They add, “Two in three Democrats see America as historically a force for good in the world.”
In other words, most Democrats are far more mainstream than we realize. Apparently, even their own elected representatives fail to realize how out of touch they are with the voters who elected them to public office.
What all this comes down to is that there’s one party Democrats want and another party they currently have.
City-Journal asks, “If Democrats are this moderate, why does the party so frequently appear otherwise? Part of the answer is the institutional ecosystem that now governs Democratic politics. Over the past two decades, a network of progressive advocacy groups, ideological nonprofits, activist donors, and aligned unions has accumulated enormous influence over candidate recruitment, messaging, and policy priorities.”
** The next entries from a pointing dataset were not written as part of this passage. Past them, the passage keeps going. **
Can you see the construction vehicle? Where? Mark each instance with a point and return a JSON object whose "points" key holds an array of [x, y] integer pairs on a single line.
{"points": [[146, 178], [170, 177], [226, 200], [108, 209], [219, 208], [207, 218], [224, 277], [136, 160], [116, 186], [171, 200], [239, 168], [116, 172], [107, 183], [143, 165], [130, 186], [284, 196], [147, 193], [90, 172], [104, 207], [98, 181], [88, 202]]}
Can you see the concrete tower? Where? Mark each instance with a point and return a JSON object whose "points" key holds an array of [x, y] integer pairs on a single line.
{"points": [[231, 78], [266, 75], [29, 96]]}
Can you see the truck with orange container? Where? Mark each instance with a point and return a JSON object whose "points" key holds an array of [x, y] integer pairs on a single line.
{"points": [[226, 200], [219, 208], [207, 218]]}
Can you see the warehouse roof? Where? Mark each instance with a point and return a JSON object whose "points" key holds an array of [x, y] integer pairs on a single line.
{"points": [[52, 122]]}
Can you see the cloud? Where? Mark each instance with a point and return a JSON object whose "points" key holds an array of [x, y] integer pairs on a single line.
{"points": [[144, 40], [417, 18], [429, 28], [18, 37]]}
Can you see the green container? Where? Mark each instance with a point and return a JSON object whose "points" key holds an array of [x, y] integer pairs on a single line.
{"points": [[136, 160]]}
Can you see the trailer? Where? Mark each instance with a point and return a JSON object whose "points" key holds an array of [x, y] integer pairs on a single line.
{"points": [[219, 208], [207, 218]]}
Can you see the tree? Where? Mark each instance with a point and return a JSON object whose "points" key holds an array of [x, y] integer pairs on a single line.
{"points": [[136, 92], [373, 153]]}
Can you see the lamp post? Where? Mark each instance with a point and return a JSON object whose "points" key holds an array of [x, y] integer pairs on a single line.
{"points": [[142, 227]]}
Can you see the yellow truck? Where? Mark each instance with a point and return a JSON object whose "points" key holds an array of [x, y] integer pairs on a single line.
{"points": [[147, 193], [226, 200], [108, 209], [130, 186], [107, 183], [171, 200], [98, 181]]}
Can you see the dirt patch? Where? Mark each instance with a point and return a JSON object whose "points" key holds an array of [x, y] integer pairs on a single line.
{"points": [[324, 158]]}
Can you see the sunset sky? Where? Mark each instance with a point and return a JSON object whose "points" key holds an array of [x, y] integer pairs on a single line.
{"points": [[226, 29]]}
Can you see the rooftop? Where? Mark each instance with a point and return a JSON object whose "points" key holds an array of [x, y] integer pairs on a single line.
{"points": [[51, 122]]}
The journal adds, “Primary candidates who deviate from activist orthodoxy often face organized opposition, well-funded primary challenges, and relentless pressure campaigns from within their own coalition.” As a result, “it’s often safer, electorally speaking, for them to echo the loudest voices in the party than to represent the quieter instincts held by most of their voters.”
The takeaway from all of this is sobering. Our Democrat-voting neighbors, friends, and coworkers are more like the rest of us than we thought. It doesn’t mean we don’t have important differences to work out, but making the country better might be workable.
Now, we just need Democrat voters to wake up and realize the people running their party have a vision for the country that’s far different from their own.